Promotion économique ou promotion de la vie ?

À la veille d’une votation décisive, la Vallée de Joux apparaît comme le dernier espace du canton à conquérir par les promoteurs industriels et immobiliers. Comme un horizon ultime qui fascine les politiciens rêvant d’extension économique sans fin.

Toutefois, ce projet de conquête oublie un fait essentiel : les jeux sont déjà faits, la cause est entendue. Notre destin est déterminé par une force infiniment plus grande que l’appât du gain ou l’esprit d’entreprise, une force née dans notre passé et qui engendre notre avenir, une force dont le nom est « crise environnementale ». Le futur de La Vallée n’est pas dans la construction, dans la promotion immobilière. Le futur de La Vallée est à construire en tenant compte de la crise environnementale et en pariant sur la séculaire créativité de Combiers dont la force est d’avoir toujours su tirer le meilleur parti de conditions climatiques difficiles. La grande beauté produite par l’industrie horlogère qui habite cette Vallée en est le fruit et le témoin.

Les Combiers connaissent intimement la crise environnementale. Ils voient passer les hélicoptères qui amènent de l’eau dans les pâturages, en été. Ils connaissent le souci des paysans qui prennent soin de ces pâturages depuis des décennies. Ils voient la forêt du Risoud se dessécher. Ils s’inquiètent que la plus grande forêt d’une seul tenant de Suisse puisse un jour devenir le plus grand incendie d’un seul tenant de Suisse. Comme au Canada. J’ai même entendu un Combier dire que la Suisse ferait mieux d’acheter des Canadair plutôt que des F35 !
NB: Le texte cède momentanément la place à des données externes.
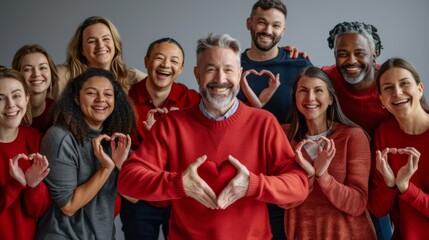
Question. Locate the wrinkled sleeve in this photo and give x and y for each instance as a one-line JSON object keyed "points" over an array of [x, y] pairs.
{"points": [[381, 198], [354, 190], [143, 175], [285, 182]]}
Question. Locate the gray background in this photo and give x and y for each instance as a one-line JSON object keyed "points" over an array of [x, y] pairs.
{"points": [[402, 26]]}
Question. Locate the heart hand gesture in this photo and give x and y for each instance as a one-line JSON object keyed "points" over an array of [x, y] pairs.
{"points": [[266, 94]]}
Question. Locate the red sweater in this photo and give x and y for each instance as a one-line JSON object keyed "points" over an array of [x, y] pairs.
{"points": [[20, 206], [336, 205], [362, 107], [409, 211], [253, 136], [180, 97]]}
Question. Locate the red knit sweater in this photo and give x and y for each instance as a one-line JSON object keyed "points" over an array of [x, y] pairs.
{"points": [[409, 211], [180, 96], [20, 206], [362, 107], [253, 136], [336, 205]]}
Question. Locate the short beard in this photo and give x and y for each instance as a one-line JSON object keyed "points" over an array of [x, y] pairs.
{"points": [[355, 80], [218, 102], [264, 48]]}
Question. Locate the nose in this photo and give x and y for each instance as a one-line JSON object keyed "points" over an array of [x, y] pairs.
{"points": [[100, 97], [36, 72], [10, 103], [268, 29], [220, 76], [99, 42], [311, 95], [165, 63], [397, 91], [351, 59]]}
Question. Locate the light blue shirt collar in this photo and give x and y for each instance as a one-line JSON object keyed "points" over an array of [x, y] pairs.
{"points": [[227, 114]]}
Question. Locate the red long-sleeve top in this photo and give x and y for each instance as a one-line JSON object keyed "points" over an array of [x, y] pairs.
{"points": [[409, 211], [20, 206], [253, 136]]}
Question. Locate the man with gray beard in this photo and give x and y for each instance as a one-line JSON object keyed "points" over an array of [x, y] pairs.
{"points": [[356, 46]]}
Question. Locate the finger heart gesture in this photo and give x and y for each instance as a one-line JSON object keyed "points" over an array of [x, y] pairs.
{"points": [[407, 171], [302, 162], [266, 94], [37, 171], [120, 145], [325, 155], [150, 117]]}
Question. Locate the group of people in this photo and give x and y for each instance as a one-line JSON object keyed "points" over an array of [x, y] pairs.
{"points": [[336, 152]]}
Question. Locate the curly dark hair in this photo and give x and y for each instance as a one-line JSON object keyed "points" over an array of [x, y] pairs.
{"points": [[68, 114], [268, 4], [368, 30]]}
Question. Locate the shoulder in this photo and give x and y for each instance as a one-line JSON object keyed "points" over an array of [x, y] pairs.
{"points": [[387, 125], [134, 75], [329, 69], [57, 134], [63, 72], [183, 89], [344, 130], [30, 133]]}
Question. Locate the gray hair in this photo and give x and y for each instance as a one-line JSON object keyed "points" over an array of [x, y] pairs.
{"points": [[218, 40], [368, 30]]}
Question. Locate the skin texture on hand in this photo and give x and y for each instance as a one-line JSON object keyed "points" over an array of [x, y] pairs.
{"points": [[266, 94], [196, 188], [404, 174], [237, 187]]}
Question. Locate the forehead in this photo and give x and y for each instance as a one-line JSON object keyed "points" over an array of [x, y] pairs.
{"points": [[10, 84], [271, 14], [166, 48], [98, 28], [97, 82], [352, 41], [219, 56], [396, 74], [34, 56], [306, 81]]}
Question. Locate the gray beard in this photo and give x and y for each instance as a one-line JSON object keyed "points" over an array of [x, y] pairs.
{"points": [[216, 103]]}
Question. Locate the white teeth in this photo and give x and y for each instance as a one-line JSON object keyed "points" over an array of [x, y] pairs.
{"points": [[401, 101], [220, 89], [11, 114], [164, 72], [312, 106]]}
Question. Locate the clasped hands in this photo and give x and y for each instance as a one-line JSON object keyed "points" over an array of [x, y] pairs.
{"points": [[38, 170], [404, 174], [196, 188], [266, 94], [325, 154], [120, 145], [150, 116]]}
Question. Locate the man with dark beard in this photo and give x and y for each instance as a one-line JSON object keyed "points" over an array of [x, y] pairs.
{"points": [[267, 24], [356, 46], [184, 149]]}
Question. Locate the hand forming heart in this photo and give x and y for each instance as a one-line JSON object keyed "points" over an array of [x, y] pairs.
{"points": [[266, 94], [230, 185], [325, 154], [32, 175], [404, 174], [217, 176], [120, 145]]}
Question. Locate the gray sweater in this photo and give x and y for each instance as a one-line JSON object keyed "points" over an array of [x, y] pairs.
{"points": [[72, 165]]}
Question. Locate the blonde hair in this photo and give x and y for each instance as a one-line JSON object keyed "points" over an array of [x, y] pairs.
{"points": [[77, 62]]}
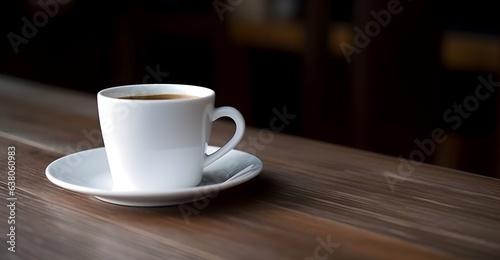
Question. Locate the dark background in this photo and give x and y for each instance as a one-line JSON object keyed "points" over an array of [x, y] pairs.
{"points": [[393, 92]]}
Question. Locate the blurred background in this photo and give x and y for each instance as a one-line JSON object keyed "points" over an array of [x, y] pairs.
{"points": [[386, 76]]}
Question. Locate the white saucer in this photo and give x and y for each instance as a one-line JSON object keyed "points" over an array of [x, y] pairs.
{"points": [[88, 172]]}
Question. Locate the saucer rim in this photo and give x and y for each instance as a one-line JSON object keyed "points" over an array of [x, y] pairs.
{"points": [[144, 194]]}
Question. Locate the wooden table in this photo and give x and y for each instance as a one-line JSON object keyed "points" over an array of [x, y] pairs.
{"points": [[313, 200]]}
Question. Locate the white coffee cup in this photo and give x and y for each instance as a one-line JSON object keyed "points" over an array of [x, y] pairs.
{"points": [[159, 145]]}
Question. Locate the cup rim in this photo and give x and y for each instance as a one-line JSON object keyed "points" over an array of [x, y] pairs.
{"points": [[118, 92]]}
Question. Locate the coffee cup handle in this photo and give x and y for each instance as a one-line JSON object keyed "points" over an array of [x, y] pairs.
{"points": [[238, 119]]}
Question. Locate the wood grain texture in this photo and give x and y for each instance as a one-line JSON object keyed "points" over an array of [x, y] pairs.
{"points": [[308, 192]]}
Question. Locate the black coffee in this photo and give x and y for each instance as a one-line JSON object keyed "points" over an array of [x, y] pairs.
{"points": [[160, 96]]}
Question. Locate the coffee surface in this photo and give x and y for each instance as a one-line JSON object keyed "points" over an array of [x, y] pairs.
{"points": [[159, 96]]}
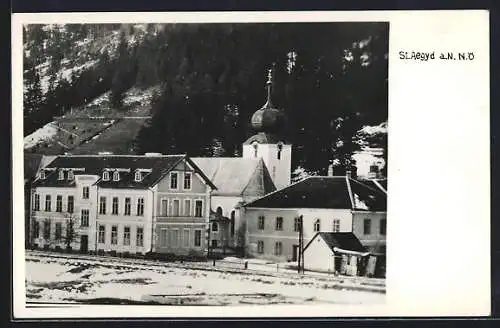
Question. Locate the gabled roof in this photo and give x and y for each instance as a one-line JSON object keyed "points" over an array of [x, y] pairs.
{"points": [[344, 240], [235, 176], [325, 192], [96, 164], [376, 183], [33, 163]]}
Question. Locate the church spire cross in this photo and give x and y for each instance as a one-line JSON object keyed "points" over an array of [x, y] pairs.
{"points": [[268, 86]]}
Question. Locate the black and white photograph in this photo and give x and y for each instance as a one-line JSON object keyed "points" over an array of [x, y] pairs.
{"points": [[237, 164]]}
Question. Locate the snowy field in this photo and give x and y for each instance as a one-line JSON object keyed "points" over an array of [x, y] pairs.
{"points": [[68, 279]]}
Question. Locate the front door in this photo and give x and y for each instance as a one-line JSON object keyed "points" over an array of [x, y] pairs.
{"points": [[84, 243], [295, 252]]}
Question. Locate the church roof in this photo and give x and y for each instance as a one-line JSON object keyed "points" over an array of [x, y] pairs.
{"points": [[236, 176], [159, 166]]}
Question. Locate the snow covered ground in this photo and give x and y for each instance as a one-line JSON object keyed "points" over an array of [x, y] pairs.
{"points": [[114, 281], [46, 133]]}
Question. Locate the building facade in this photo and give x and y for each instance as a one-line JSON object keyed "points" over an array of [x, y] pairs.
{"points": [[122, 204]]}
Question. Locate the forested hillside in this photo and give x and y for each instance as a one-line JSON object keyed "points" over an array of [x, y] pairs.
{"points": [[330, 79]]}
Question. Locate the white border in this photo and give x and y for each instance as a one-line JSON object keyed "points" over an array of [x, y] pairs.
{"points": [[439, 244]]}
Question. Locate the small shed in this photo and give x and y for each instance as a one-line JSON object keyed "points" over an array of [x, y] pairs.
{"points": [[339, 252]]}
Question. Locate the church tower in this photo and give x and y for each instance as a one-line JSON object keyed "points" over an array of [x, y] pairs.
{"points": [[268, 142]]}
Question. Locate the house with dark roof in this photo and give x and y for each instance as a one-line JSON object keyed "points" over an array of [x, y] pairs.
{"points": [[151, 203], [33, 163], [322, 204], [339, 252]]}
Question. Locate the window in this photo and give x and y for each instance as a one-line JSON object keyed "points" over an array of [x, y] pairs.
{"points": [[164, 207], [102, 234], [232, 223], [139, 238], [36, 205], [261, 222], [187, 207], [114, 235], [140, 206], [163, 237], [198, 208], [197, 238], [36, 229], [185, 238], [336, 225], [187, 180], [58, 230], [47, 203], [278, 248], [383, 227], [296, 224], [46, 230], [127, 206], [175, 238], [260, 247], [59, 203], [173, 180], [126, 236], [114, 207], [367, 226], [85, 218], [317, 225], [102, 205], [176, 205], [71, 204], [85, 193], [279, 223]]}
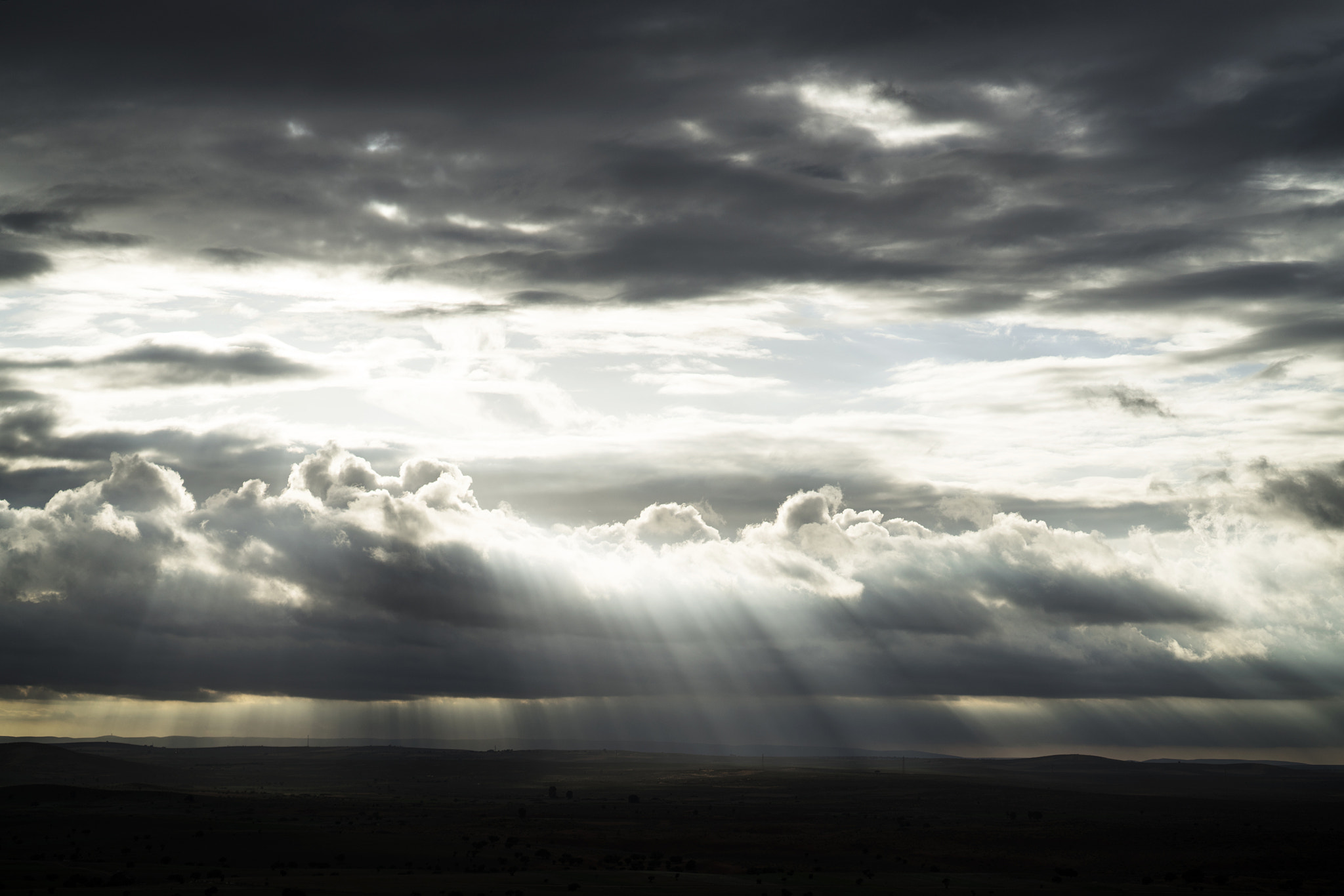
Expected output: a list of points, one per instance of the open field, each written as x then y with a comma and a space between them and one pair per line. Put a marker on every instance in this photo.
119, 819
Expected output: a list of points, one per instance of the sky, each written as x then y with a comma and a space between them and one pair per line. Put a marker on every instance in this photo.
892, 375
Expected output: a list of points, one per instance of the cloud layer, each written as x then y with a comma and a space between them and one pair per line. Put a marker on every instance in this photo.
354, 584
984, 350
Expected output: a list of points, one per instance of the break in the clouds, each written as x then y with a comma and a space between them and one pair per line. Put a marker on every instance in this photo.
867, 352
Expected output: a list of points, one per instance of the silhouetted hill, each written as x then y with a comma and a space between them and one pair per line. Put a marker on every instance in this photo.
29, 764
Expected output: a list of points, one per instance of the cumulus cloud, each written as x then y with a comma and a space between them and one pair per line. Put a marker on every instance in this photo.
352, 583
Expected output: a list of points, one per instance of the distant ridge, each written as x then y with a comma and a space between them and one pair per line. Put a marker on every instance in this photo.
499, 743
1281, 764
35, 764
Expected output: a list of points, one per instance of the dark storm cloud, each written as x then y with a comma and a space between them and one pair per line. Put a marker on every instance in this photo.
19, 265
58, 223
667, 151
167, 365
1313, 495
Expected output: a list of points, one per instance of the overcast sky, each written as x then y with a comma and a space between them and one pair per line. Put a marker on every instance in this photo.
791, 371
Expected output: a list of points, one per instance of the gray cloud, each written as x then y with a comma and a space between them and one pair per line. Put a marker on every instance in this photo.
19, 265
358, 584
1314, 495
156, 363
236, 257
659, 152
1137, 402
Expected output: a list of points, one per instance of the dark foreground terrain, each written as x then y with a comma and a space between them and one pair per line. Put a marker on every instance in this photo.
115, 819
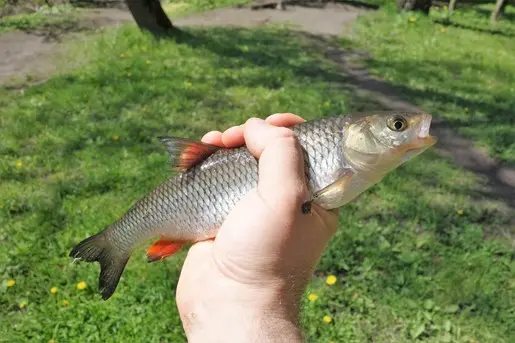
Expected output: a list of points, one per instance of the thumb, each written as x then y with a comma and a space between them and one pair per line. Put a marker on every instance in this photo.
282, 179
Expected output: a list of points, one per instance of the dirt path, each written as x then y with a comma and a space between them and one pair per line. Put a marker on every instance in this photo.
32, 54
29, 52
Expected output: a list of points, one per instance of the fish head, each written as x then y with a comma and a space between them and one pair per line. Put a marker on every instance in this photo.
381, 142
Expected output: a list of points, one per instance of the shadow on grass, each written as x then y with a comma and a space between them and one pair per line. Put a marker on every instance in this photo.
438, 268
352, 79
472, 27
Quelle hypocrisie, par conséquent, que l’Association pour le Développement des Activités Économiques de la Vallée de Joux (ADAEV), qui pousse à accepter dans les urnes le Plan Directeur Régional des Zones d’Activités, adopte un logo vert pour promouvoir ses articles dans La Feuille ! 

Selon Météo Suisse, selon le GIEC, sans décroissance économique déterminée et immédiate, la crise environnementale inscrit irrémédiablement la biosphère (la nature) sur une trajectoire de réchauffement climatique de trois à cinq degrés en 2100. Demain, donc ! 

Ce n’est donc pas l’avis de l’ADAEV qu’il faut entendre. Ce sont les constats et les actions de l’association de Protection des Eaux de la Haute-Vallée de l’Orbe (PEHVO) qu’il faut considérer. Ce sont les prévisions de Météo Suisse qu’il faut écouter. C’est à la géographie particulière du Jura qu’il faut penser avant de déposer un bulletin dans l’urne de cette prochaine votation décisive. Météo Suisse annonce, certes, que les pluies pourraient augmenter en hiver mais que les étés seront plus secs, les canicules plus longues et intenses. La géographie nous dit que le Jura est un merveilleux capteur de nuages et de pluie, mais que son calcaire ne conserve pas l’eau qu’il reçoit. Et qu’il recevra de moins en moins. Au contraire, il l’absorbe et la restitue à ses pieds, au Gros de Vaud et à la Franche-Comté. 

Par conséquent, pourquoi construire sans modération ? Votons pour la créativité, pour l’eau et pour la vie.